Белый орел еще немного побелел.

– Ну прости, прости, – рассмеялся Сигмунд. – Я шучу. Ступай, друг мой Петр, спасай свой город. А уж потом – добро пожаловать к нам, на курорты Асгарда. С филином на пару. Сменщица, как я слышал, у вас уже нашлась?

Орел сердито встопорщил перья. Но сдержался.

– У девчонки нос не дорос Смотрителем работать, – сказал он. – Поучить придется со всей строгостью.

– Вот и поучи.

– Ладно, будь по-твоему. Полечу, поучу. До скорого!

С этими словами орел Петр снялся с места и как будто прыгнул вниз, сквозь прозрачный пол, даже не раскрывая крыльев, как парашютист.

Мы остались вдвоем.

Белый волк прошелся передо мной взад-вперед (я слышал, как стучат его когти о невидимый пол). Потом заговорил опять:

– Я помню все твои дела, Гунтер. Все твои гнусные дела за последнюю тысячу лет. Голод и чума. Потопы, пожары, погромы и даже какие-то гибридные войны, и все это – не без твоей помощи. Этот мир и так устроен криво и по-уродски, но зачем ты портишь его еще больше?
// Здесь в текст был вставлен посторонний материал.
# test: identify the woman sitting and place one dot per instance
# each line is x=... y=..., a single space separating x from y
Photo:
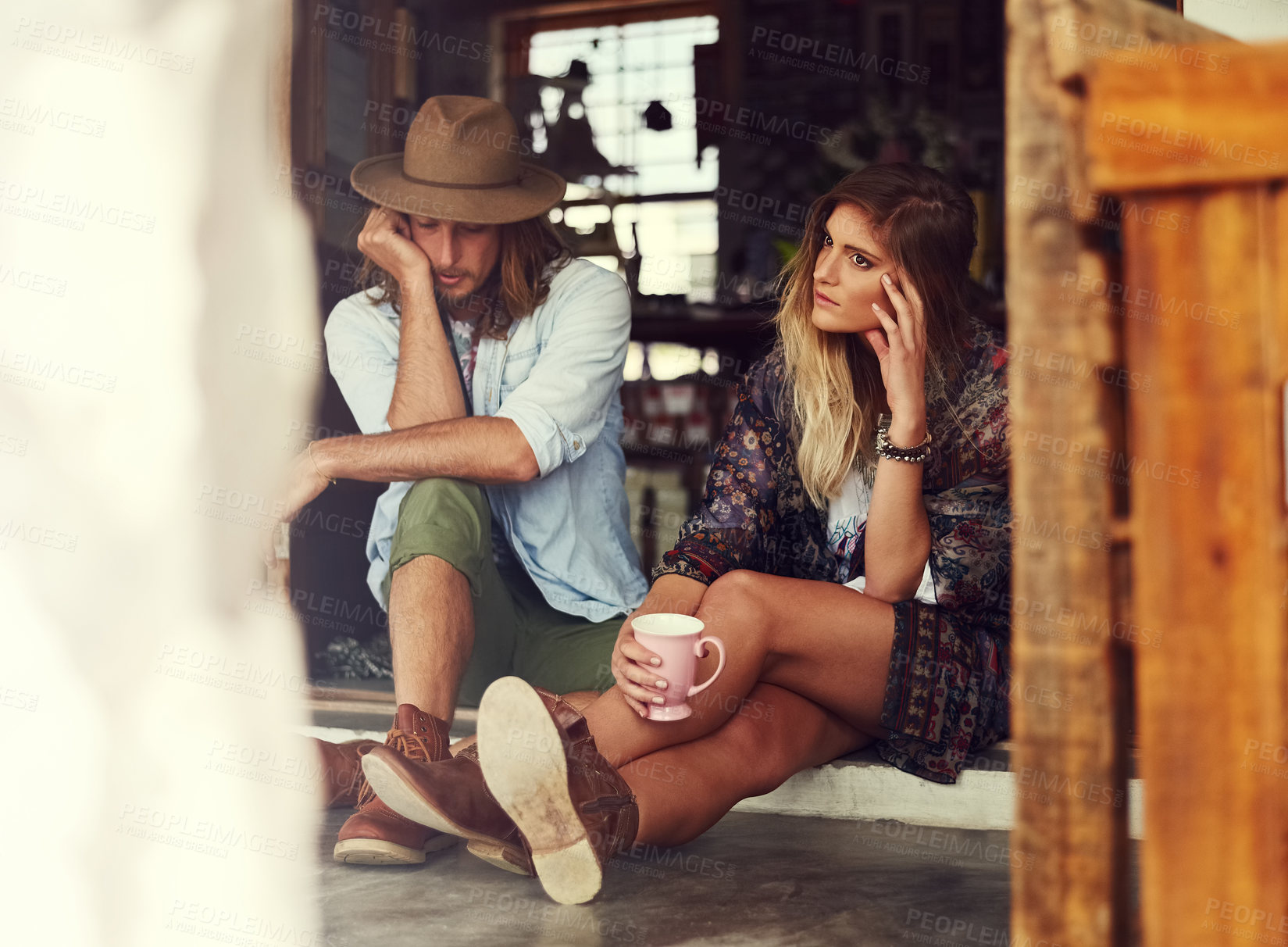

– Слышало бы тебя сейчас твое начальство, – сказал я.

– Не побоюсь и повторить. Люди глубоко несчастны. В их жизни нет смысла, как нет и особой радости, но с чего ты взял, что эту жизнь можно отнимать силой? Ты угробил столько ни в чем не повинного народу, что мы сбились со счета. Кромешные – это твое изобретение? Сам додумался или кто подсказал? Могу предположить, что тебе нет дела до людей, но не далее чем вчера ты сжег десяток юных оборотней в лагере! Ты настоящий изверг. Ты всегда таким был, но сейчас ты перешел все возможные границы, Гунтер! Или Гройль – здесь больше подходит это подлое имя!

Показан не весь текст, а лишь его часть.